Go with the flow, he shouldn't need permission to go to a match.

Greydays10 · 30/06/2024 15:59

EatTheGnome · 30/06/2024 14:27

You take him up on his offer to do 50 50 at weekends, even at the cost of family time and wait for it to wear thin for him.

He will likely conclude that it is better to cut the football back. See how it pans out.

This is an excellent suggestion.
My friend had this with her husband and golf. He felt it was reasonable to play on Sunday mornings taking 6 hours.
She promptly arranged for tennis and brunch on Saturday mornings. He lasted a month, was so grumpy and thought SHE was unreasonable. He was put straight VERY sharply. They don't get it until they live it.

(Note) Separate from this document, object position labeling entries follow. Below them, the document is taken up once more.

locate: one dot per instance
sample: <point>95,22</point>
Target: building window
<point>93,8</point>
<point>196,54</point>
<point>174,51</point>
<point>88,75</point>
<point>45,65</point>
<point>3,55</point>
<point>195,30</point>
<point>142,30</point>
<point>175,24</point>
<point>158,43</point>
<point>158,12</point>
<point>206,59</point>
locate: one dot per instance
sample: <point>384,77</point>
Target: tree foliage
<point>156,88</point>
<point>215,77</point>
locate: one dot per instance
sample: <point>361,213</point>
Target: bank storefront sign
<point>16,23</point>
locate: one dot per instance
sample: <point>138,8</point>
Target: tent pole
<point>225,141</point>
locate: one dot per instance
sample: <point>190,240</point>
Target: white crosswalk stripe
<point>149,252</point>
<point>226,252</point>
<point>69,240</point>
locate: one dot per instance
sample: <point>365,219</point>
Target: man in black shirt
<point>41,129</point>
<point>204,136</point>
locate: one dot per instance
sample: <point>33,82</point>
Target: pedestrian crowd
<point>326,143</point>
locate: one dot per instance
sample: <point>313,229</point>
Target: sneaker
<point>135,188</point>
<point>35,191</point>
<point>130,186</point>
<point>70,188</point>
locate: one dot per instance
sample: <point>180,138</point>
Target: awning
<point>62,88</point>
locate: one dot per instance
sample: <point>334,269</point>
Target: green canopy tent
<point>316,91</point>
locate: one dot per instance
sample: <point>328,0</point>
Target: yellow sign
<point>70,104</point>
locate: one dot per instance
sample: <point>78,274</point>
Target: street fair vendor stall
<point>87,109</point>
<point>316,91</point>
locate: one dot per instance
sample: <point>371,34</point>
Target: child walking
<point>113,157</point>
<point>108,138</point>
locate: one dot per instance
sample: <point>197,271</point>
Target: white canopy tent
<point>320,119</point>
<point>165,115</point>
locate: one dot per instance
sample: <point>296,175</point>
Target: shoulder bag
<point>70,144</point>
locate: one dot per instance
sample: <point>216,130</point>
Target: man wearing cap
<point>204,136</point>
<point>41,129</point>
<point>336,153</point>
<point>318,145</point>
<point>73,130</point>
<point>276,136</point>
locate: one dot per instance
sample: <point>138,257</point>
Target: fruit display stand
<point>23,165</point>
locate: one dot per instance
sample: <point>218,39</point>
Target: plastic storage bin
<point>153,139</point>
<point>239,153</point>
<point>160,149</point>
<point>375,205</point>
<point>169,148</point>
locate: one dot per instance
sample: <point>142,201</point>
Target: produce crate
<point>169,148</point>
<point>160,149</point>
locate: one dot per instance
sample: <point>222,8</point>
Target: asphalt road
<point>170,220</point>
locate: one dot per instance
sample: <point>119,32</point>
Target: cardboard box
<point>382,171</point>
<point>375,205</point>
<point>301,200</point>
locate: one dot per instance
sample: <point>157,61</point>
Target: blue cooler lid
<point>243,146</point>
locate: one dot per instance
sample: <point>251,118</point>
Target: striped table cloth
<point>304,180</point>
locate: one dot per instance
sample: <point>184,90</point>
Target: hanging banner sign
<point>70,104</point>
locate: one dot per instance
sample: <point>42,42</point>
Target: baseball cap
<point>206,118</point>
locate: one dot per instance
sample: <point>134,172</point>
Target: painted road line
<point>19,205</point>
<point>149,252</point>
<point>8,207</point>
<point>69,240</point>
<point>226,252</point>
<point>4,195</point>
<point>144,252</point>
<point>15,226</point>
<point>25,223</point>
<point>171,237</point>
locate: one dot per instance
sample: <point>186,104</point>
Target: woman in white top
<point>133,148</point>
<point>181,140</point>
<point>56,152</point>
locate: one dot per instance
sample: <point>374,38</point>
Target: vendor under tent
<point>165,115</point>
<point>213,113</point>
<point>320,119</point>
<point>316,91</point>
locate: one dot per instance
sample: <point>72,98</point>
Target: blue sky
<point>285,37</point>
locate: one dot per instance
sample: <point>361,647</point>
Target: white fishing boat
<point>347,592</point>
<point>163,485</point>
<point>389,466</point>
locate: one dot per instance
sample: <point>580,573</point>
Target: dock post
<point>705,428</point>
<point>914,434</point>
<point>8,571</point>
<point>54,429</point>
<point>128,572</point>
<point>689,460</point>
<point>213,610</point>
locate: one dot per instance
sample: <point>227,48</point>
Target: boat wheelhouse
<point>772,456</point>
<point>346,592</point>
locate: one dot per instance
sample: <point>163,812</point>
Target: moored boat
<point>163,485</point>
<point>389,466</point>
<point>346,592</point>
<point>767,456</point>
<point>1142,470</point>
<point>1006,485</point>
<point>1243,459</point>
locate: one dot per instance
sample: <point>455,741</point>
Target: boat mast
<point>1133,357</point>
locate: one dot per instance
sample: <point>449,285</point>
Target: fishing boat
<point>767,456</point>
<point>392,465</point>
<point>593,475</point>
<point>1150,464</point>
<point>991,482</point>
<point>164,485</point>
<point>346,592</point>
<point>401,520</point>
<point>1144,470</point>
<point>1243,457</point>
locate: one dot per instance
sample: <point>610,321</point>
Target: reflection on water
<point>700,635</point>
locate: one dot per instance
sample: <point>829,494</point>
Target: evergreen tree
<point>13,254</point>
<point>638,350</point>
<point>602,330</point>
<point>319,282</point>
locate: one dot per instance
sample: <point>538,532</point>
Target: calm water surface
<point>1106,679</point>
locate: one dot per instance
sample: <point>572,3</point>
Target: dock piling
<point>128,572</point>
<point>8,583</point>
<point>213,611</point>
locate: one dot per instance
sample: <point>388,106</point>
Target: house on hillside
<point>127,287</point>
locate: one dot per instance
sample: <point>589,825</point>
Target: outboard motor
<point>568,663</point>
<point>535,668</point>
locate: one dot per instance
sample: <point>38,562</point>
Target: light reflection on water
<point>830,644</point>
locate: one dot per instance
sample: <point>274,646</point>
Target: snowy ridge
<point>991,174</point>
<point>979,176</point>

AsburyPark · 30/06/2024 16:01

OP you’ll be fine, we have the same situation in my house but in reverse - I’m the one with the season ticket who goes to the football every other weekend (ish) and DH regularly picks up a few hours overtime on a Sunday. You’ll get into your routine and find time for family time on evenings, Saturday mornings, closed season/season breaks, any free time etc.

If it’s a ‘big’ local team where he’s paying hundreds of pounds or more for a season ticket then I would assume he’s already paid for or started paying for the next one, so you could always see how things go this season and if it really isn’t working then have the discussion before next renewal about going sporadically from next year.

Iloveeverycat · 30/06/2024 16:14

Kelly51 · 30/06/2024 14:55

I think I'm more bothered by the lack of family time
this and you need an extra pair of hands for one child?
You sound very precious, you live together, you share lives why does family time need rinfgfenced?
Enforced time together sounds insufferable.

Agree. I don't understand about family time. We never had family time. What do you want to do with this family time you already spend time together when you are at home.

AgileMentor · 30/06/2024 16:17

He goes out 1 out of 3 Saturdays and you can’t find time for family time?

AgileMentor · 30/06/2024 16:18

Also needing help for that 1 Saturday with 1 child? Do you have some underlying health conditions or are suffering with your mental health? Because I can’t fathom how a mother can’t cope alone with a 9 month old for a few hours.

autienotnaughty · 30/06/2024 16:19

I'd try to do work on an evening and dh does bedtime. That way you get a two day break from work. Then ensure you get a few hours to your either Saturday morning or on Sunday. - go gym, see friends, have lay in etc.

Then try to have a bit of family time where you can.

Namechangencncnc · 30/06/2024 16:20

For me it's not so much about everyone having equal amounts of free time alone / time off from kids and work etc. I wouldn't like this set up much but my reason for that would be that since I work full time, I give my children me at the weekend in full. I do other stuff after they've gone to bed. My husband is the same as me and it currently works for us.

I wonder if that's what you don't like about it op- the idea that your baby has yet another day of not seeing a parent in the week?

Namechangencncnc · 30/06/2024 16:22

AgileMentor · 30/06/2024 16:18

Also needing help for that 1 Saturday with 1 child? Do you have some underlying health conditions or are suffering with your mental health? Because I can’t fathom how a mother can’t cope alone with a 9 month old for a few hours.

Op has quite clearly said she isn't saying it because she needs help with the baby.